Washington threatened further sanctions. Sam Brownback, the US ambassador at large for international religious freedom, said “North Korea’s horrible on human rights and religious freedom” and declared: “We’re going to continue to exert strong pressure.” The denunciation was part of an annual report on “religious freedom.”
Barbaric treatment of refugees in US
As usual, the US’s invocation of human rights is entirely hypocritical. Its barbaric treatment of refugees at home and support for brutal dictatorships, such as those in Egypt and Saudi Arabia, make plain Washington’s actual contempt for “human rights.”
China’s own interests on the Korean Peninsula lie in maintaining the status quo, while removing the pretexts for Washington’s military aggression, but this will not stop the drive to war in the long run. Beijing is also concerned that if Washington does manage to pull North Korea into its orbit, China will lose a strategic buffer against US military forces in South Korea.
On 21 April, Pyongyang announced it had tested a new type of “tactical guided weapon”, with no additional details. Later the same day, senior North Korean foreign ministry official Kwon Jong-gun made a public statement calling on Washington to replace Secretary of State Mike Pompeo as the leader of US negotiations with Pyongyang over the long-running nuclear weapons crisis.
Things have changed since 2017-18, when the Donald Trump administration’s approach to North Korea was an ostentatious display of US power.
In 2017, the emphasis was on cowing Kim’s regime by expressing a willingness to employ superior US military force against North Korea. Late that year, Trump threatened via Twitter to retaliate against North Korean “threats” – not an actual military attack – with “fire and fury like the world has never seen”.
In another tweet he said that if the North Korean foreign minister “echoes thoughts of Little Rocket Man, they won’t be around much longer!” – again, seemingly threatening to destroy North Korea merely for making hostile statements.

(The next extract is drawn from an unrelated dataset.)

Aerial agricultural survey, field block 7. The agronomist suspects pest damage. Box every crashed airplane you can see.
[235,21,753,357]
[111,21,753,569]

Trump’s response to Kim’s letter
This possibility is not out of the question. Kim responded positively to a letter he received from Trump. The North Korean news agency KCNA reported: “After reading the letter, the Supreme Leader of the Party, the state and the armed forces said with satisfaction that the letter is of excellent content.” The report said Kim “would seriously contemplate the interesting content,” without elaborating further on the content. The letter was apparently a response to one Kim sent to Trump on June 10.